On the basis of rplO genes, 466 distinct biocrust genomes were identified across all conditions (Supplementary Data 4). As observed for biocrust metabolites, community structure was primarily driven by wetting duration. At the phylum level, the most drastic change was a shift from a Cyanobacteria-dominated community at early time points (17–28% at 3 min to 1–3% by 49.5 h) to a Firmicutes-dominated community by 49.5 h (4–5% at 3 min to 19–39% by 49.5 h) (Supplementary Fig. 4). Other dominant phyla included Proteobacteria and Actinobacteria, which appeared to be indifferent to wetting (i.e., their relative abundance was more evenly-distributed across wetting) (Supplementary Fig. 4).

In order to use previous culture-based isolate exometabolomic analyses to examine the link between microbe and metabolite dynamics in intact biocrust, we conducted an unbiased rplO gene sequence comparison between rplO genes assembled from the native biocrust and previously profiled biocrust bacterial isolates20 (obtained from the same field site). Fortunately, four isolates matched relatively abundant native biocrust bacteria at the species or genus level (Table 1). Further comparative analyses were conducted to calculate genome average nucleotide identity (ANI) between isolate genomes and their related metagenome-assembled genomes (MAGs) to which the rplO gene was co-binned. This validated that each isolate and their closest matching environmental relative were of the same genus or species, following the conventions described in a previous report28 (Table 1). Additional validation was obtained by comparing gene average amino acid identity (AAI) (Supplementary Table 2) and other ribosomal protein genes (Supplementary Data 5) from within each MAG to the corresponding isolate. On the basis of these results, these four isolate-related environmental bacteria were selected for exometabolomics comparisons: Microcoleus sp. (a filamentous Cyanobacterium and primary producer), two Firmicutes (referred to here as Bacillus sp. 1 and Bacillus sp. 2) and Blastococcus sp. (an Actinobacterium) (Table 1, Supplementary Fig. 5).

Table 1 Exometabolite-profiled isolates and their closest matching relative in biocrust

Remarkably, together, these four bacteria accounted for ~30% of the entire microbial community in many of the biocrust samples (Supplementary Fig. 6). The overall most abundant microorganism, Microcoleus sp. is known to be a pioneer species responsible for initial soil stabilization and biocrust formation29 and in our study was the most dominant in early wetup biocrust, accounting for 10–25% of the entire microbial community at 3 min across all successional stages (Supplementary Fig. 6).
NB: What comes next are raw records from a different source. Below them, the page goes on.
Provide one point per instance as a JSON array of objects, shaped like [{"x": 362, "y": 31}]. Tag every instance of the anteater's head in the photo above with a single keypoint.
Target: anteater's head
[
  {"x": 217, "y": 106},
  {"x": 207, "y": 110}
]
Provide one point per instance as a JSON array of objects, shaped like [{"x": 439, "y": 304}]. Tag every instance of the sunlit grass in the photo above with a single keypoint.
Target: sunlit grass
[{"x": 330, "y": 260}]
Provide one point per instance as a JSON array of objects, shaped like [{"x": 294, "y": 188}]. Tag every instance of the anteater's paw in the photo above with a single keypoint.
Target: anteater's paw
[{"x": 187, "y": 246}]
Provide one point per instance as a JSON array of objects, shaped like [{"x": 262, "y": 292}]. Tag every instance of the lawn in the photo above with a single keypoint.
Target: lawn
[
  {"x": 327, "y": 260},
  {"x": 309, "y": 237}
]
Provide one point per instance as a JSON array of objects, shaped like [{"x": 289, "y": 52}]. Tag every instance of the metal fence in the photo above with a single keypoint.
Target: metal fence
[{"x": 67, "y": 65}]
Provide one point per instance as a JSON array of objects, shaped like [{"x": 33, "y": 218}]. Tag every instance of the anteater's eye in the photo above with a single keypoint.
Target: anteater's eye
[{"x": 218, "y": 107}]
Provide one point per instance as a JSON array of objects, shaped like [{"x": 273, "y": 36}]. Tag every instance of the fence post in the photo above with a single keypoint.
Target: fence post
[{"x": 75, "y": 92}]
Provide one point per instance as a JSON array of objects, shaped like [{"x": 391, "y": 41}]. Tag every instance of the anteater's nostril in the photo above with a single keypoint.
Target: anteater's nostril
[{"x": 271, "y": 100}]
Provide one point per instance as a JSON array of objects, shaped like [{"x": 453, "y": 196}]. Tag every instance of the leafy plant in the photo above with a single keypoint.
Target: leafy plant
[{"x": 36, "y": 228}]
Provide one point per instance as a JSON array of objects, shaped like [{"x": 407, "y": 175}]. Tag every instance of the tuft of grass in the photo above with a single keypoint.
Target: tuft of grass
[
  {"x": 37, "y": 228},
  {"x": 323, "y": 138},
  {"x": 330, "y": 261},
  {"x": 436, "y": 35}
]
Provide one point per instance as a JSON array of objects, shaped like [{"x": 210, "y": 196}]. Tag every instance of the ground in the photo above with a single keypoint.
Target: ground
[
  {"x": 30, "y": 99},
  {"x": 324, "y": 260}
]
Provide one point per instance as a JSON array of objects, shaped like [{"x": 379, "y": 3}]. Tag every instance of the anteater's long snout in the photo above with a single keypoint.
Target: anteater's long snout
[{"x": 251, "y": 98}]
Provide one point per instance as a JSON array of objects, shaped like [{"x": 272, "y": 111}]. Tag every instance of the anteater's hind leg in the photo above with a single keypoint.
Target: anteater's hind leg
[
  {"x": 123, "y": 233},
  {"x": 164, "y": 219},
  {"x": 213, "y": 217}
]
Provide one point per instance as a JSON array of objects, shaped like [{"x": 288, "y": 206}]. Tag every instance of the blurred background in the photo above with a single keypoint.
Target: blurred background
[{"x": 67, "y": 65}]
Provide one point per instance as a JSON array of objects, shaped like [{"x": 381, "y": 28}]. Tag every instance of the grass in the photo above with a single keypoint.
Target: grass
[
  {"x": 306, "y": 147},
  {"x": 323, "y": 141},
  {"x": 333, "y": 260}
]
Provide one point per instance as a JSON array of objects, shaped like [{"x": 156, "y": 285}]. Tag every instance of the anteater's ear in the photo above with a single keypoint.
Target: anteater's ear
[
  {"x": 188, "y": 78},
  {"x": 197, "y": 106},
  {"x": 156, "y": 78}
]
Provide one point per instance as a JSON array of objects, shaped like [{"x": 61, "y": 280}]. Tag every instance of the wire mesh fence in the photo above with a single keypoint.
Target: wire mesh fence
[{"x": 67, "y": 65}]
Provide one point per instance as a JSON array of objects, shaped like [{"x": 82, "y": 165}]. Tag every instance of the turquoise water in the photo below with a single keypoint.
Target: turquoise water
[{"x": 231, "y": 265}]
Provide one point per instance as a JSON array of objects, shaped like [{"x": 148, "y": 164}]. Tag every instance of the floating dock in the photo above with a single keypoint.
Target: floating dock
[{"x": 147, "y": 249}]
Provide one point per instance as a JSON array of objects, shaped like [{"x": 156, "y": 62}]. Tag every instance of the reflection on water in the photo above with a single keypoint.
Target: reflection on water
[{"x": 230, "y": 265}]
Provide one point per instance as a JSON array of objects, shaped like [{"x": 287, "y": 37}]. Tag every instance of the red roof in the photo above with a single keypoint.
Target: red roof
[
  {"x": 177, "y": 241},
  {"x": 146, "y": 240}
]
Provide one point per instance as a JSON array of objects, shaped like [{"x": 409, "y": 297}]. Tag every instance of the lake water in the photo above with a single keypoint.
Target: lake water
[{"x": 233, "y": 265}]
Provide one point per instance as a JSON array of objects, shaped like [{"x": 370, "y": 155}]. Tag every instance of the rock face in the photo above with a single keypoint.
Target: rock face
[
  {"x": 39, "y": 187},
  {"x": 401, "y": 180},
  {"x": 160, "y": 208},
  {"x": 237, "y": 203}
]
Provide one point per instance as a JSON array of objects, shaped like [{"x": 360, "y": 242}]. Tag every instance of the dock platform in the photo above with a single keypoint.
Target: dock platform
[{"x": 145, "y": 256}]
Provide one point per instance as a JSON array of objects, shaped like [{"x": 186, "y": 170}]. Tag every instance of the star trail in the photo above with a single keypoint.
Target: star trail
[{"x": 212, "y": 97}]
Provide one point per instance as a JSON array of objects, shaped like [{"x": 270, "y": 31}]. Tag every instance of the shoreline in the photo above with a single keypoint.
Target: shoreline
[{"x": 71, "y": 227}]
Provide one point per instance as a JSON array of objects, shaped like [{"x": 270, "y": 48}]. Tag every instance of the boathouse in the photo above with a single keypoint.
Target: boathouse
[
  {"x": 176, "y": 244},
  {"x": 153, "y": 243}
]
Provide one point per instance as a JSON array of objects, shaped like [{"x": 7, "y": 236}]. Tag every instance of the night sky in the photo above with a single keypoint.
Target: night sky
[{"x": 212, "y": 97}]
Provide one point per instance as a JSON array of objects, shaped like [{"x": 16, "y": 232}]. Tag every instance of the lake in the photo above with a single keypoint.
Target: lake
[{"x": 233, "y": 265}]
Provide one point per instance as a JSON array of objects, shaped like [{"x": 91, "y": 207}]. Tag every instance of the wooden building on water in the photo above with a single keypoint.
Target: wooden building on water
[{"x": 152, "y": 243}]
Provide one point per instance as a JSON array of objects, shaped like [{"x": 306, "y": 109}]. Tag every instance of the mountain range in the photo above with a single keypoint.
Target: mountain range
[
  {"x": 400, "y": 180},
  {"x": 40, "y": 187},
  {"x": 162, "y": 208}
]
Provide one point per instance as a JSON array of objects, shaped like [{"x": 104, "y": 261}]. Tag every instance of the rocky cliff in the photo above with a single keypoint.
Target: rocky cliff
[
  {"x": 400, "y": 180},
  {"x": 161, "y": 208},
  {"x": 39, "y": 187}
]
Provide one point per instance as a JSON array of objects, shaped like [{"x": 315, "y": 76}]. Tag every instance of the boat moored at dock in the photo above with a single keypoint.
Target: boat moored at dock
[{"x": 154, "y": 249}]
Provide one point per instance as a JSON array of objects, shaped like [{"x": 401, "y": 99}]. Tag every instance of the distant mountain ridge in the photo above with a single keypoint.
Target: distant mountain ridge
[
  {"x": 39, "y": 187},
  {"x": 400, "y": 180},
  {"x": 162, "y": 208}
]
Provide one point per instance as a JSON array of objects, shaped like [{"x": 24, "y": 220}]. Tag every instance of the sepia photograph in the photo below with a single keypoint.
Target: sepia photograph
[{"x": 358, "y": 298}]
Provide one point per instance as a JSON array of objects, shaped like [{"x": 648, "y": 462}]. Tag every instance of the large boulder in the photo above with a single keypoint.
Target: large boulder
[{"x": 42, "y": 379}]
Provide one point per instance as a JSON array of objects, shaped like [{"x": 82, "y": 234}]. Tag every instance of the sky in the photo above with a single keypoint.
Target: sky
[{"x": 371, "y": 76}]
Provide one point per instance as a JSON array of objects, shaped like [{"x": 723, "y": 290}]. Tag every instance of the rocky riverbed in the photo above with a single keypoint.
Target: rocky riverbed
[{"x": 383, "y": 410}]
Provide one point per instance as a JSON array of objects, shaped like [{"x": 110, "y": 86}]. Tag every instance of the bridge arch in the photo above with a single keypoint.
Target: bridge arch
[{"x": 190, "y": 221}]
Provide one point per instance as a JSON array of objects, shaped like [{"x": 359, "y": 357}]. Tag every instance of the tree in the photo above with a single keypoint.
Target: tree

The two Firmicutes, Bacillus sp. 1 and Bacillus sp. 2, are likely to be physically-associated with Microcoleus filaments20 and their relative abundance increased during wetting. The most abundant of these, Bacillus sp. 1, was a mid-wetup responder and peaked at 9 h for successional levels A, B and D (16–24% of the community) and at 18 h for successional level C (24% of the community) (Supplementary Fig. 6). Bacillus sp. 2 reached its peak abundance at later time points, accounting for up to 3% of the community by 42 h in successional level C, noting that by the later time points the community was less dominated by any one particular microorganism (Supplementary Fig. 6). Finally, Blastococcus sp. abundance was found to be relatively resistant to wetting and was somewhat evenly distributed across all conditions (0.1–2% of the community) (Supplementary Fig. 6).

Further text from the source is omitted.